Pelo que notei no texto que vc postou, a galera estava justamente se limitando a "sátira e gozação" com a tal cantora juvenil estadunidense. Bem semelhante a que você fez, por exemplo, com jogadores de futebol da seleção canarinho em 2006. Sem querer, você caiu numa contradição daquelas...

André Lux disse...

Respeito sua opinião, porém discordo frontalmente dela.

Cybershark disse...

Ah, esqueci de comentar uma coisa importante. Tem algo que eu concordo no texto aí postado: "(...) a vítima de um troll vai precisar encontrar uma forma de se proteger. Em alguns casos, o usuário pode se defender por meio da argumentação. Em outros mais sérios, o melhor é fazer uma denúncia à polícia ou ao ministério público."

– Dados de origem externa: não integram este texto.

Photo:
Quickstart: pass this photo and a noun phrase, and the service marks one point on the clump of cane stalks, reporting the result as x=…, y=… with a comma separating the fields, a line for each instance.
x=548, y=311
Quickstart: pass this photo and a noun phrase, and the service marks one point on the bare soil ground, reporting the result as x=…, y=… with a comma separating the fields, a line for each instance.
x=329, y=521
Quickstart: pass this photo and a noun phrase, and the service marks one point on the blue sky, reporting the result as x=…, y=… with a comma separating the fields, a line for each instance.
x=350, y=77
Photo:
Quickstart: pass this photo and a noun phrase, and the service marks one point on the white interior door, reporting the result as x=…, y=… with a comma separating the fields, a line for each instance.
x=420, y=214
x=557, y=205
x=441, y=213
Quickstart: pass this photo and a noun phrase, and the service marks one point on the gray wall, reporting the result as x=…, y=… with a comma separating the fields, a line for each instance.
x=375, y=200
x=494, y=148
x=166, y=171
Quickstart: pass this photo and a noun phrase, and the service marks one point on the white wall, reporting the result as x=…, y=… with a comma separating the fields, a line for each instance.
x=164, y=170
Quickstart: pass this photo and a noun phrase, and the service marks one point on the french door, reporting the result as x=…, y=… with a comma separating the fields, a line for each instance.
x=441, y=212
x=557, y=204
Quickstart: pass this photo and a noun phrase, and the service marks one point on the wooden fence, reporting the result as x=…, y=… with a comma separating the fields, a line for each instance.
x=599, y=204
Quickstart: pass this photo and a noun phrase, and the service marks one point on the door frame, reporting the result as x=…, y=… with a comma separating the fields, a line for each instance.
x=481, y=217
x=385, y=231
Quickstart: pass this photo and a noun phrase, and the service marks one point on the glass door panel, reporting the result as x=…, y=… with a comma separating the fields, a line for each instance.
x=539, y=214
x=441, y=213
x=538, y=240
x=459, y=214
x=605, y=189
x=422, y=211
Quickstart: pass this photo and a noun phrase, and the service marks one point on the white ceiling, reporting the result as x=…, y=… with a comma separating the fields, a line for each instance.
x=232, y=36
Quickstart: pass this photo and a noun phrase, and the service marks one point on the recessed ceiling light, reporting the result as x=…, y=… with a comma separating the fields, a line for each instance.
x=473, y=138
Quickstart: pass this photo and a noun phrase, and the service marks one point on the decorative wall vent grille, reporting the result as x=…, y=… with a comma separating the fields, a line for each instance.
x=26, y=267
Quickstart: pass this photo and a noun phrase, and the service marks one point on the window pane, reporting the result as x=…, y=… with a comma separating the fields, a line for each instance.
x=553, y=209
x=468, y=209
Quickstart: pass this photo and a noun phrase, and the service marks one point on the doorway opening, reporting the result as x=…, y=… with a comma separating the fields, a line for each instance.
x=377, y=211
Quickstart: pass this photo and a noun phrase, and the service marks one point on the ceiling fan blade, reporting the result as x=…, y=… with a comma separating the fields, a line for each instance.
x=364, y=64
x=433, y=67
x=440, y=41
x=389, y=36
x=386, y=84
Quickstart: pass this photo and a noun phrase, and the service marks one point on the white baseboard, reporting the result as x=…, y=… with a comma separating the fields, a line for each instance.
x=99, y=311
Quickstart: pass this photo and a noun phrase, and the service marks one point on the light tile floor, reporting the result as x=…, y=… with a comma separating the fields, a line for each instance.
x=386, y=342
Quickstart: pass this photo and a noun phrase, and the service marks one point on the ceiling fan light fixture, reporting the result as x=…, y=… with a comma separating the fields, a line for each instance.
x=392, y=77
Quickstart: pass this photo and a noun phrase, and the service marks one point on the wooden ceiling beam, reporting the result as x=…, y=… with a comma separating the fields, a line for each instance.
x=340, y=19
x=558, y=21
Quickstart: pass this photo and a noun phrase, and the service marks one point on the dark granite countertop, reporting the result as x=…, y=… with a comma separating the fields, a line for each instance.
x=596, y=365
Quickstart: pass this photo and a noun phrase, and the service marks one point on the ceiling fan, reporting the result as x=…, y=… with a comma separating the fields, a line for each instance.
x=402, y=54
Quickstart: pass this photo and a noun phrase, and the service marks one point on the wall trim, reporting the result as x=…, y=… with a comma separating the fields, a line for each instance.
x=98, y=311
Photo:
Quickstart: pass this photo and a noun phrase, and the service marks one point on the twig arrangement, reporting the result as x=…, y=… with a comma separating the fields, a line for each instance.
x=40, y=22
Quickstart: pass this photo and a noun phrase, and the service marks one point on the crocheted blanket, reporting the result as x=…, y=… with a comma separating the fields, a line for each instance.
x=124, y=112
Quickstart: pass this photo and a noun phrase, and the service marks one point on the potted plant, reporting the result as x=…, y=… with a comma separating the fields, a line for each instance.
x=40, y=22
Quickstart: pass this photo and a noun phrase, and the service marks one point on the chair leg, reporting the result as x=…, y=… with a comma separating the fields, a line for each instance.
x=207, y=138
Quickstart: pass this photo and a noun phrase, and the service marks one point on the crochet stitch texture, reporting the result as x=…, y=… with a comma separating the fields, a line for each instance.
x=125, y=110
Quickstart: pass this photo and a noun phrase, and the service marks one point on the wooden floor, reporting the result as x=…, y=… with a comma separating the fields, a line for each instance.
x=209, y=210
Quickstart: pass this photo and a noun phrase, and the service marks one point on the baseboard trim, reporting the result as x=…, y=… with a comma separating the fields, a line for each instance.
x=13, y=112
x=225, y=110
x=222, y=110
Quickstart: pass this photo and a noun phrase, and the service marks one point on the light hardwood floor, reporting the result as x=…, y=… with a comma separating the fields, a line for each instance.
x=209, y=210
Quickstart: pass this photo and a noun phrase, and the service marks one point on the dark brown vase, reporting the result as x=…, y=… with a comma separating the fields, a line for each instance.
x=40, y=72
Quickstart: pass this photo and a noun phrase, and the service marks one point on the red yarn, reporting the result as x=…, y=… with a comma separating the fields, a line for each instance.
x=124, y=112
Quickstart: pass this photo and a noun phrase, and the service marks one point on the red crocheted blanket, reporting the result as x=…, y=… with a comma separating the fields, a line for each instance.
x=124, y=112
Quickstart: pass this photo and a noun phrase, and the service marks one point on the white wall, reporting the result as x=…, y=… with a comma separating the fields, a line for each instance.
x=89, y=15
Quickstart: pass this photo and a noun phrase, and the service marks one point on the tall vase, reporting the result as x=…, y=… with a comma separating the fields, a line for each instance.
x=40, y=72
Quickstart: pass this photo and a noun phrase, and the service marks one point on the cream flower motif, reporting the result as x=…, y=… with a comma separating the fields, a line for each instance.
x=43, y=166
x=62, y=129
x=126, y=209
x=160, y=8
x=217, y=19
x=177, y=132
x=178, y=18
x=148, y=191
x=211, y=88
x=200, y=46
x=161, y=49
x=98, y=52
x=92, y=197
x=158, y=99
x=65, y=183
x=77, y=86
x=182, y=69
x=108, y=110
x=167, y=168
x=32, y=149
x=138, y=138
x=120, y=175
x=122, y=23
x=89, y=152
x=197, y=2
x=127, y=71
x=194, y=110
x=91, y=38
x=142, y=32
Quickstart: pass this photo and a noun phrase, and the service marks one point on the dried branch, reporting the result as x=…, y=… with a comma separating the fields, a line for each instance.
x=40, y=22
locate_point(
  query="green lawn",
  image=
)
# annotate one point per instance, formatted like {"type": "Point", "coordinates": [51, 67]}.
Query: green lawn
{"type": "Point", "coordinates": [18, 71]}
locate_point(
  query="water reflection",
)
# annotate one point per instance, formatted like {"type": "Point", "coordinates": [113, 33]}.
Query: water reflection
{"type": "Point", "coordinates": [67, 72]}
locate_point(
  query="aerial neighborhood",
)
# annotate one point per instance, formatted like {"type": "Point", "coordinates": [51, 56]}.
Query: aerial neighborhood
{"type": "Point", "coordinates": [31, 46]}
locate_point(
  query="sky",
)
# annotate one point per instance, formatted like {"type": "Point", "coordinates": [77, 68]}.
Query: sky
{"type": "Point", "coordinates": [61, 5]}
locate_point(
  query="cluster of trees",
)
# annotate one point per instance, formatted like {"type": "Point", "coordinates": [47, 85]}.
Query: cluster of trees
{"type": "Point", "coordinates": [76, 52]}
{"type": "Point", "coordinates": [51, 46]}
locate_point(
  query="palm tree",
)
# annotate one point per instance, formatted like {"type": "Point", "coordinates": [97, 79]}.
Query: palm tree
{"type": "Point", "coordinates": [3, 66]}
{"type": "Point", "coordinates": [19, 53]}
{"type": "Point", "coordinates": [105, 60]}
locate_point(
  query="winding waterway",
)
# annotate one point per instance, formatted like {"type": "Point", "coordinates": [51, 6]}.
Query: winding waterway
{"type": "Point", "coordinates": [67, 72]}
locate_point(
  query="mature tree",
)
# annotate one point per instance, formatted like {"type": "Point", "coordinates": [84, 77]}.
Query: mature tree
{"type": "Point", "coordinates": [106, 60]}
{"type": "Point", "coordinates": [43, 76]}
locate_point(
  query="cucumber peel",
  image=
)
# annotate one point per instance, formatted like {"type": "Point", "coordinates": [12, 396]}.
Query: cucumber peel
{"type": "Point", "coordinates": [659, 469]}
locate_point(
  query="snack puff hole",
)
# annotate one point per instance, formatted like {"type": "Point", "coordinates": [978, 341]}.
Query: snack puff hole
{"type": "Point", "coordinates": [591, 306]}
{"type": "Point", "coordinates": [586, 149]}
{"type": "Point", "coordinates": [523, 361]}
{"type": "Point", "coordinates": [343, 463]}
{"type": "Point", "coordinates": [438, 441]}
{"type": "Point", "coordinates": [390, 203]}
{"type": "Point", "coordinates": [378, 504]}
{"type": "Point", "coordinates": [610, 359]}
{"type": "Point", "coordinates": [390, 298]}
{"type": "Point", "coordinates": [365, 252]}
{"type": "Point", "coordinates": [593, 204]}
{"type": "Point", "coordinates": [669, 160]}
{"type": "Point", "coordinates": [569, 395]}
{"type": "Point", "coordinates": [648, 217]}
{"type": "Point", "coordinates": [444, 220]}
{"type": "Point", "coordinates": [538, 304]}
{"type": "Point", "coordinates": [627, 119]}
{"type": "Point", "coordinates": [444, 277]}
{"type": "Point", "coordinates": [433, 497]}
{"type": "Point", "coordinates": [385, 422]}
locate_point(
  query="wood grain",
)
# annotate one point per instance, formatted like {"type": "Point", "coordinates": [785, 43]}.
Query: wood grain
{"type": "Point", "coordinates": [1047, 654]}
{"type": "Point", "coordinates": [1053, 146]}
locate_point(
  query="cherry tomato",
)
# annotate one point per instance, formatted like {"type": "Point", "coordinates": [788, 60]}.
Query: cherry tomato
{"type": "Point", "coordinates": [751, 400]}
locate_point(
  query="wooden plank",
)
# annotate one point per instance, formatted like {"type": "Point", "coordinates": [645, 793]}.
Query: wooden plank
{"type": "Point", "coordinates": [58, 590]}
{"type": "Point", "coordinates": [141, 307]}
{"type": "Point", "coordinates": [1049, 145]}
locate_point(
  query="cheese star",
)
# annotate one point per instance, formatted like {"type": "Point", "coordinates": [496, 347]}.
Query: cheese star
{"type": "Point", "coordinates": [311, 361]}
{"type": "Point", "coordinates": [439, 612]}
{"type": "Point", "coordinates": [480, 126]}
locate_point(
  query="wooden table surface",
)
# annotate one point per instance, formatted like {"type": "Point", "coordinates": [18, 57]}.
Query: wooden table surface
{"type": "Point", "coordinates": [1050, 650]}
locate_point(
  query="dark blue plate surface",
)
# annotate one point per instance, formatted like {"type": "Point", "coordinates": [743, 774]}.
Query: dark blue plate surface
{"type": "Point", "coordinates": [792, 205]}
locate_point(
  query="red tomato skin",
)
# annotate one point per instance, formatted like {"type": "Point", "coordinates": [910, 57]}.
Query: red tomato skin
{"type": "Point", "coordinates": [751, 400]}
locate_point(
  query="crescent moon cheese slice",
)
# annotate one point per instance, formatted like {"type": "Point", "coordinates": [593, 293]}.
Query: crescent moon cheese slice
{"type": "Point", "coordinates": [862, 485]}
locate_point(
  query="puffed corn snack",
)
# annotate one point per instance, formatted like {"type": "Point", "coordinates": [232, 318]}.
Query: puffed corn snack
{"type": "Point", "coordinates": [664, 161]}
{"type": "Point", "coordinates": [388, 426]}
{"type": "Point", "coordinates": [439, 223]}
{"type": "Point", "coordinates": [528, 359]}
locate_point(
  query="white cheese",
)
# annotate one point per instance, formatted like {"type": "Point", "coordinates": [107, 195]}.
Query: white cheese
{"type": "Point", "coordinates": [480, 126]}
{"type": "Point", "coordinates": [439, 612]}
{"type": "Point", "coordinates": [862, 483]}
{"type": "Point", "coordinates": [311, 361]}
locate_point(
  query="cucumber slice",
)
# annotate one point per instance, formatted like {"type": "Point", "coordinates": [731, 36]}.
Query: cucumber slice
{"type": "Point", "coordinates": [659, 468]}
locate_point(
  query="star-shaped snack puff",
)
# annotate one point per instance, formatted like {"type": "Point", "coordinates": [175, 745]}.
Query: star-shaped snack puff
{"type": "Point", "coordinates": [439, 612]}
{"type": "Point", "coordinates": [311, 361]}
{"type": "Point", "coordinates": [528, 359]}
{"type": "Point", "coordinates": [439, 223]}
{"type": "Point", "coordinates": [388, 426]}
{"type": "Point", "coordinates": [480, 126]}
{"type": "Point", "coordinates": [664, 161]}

Ou seja, no caso dos mercenários virtuais do Serra, caberia a nós entender que vale a pena ou argumentar, ignorar ou - em casos mais extremos (tipo racismo, homofobia) - denunciá-los p/ polícia. Não tem segredo. O que não dá é misturar alhos com bugalhos e colocar as agressões dos paus mandados do Chirico no mesmo caldeirão que os comentários satíricos de videos do Youtube.

Cybershark disse...

Tá, mas tu discorda pq? Fiquei curioso. Algum problema em satirizar vídeos de cantores no Youtube - ou jogadores de futebol e críticos de cinema? Eu, sinceramente, não consigo ver empecilho nenhum...

André Lux disse...

Trollgem é sinônimo de agressão (geralmente anônima). Sátira, crítica e gozação são coisas bem diferentes.

Cybershark disse...

A fronteira pode ser bem tênue e subjetiva, a não ser que vc se prenda a questão do anonimato. Continuo não vendo diferença entre o que você fez com os jogadores e o que fizeram com a cantora do Youtube...

Sem falar que te acusaram de "cyberbullying" naquele episódio do Boris Casoy com os garis, lembra? Hahahahaha!

André Lux disse...

O caso do Borys Casoy é bem óbvio: aqueles que tentaram defender a atitude preconceituosa dele foram duramente criticados e, fazendo-se de vítimas, reclamaram de cyberbulling. Coisa típica dos leões de chácara da direita.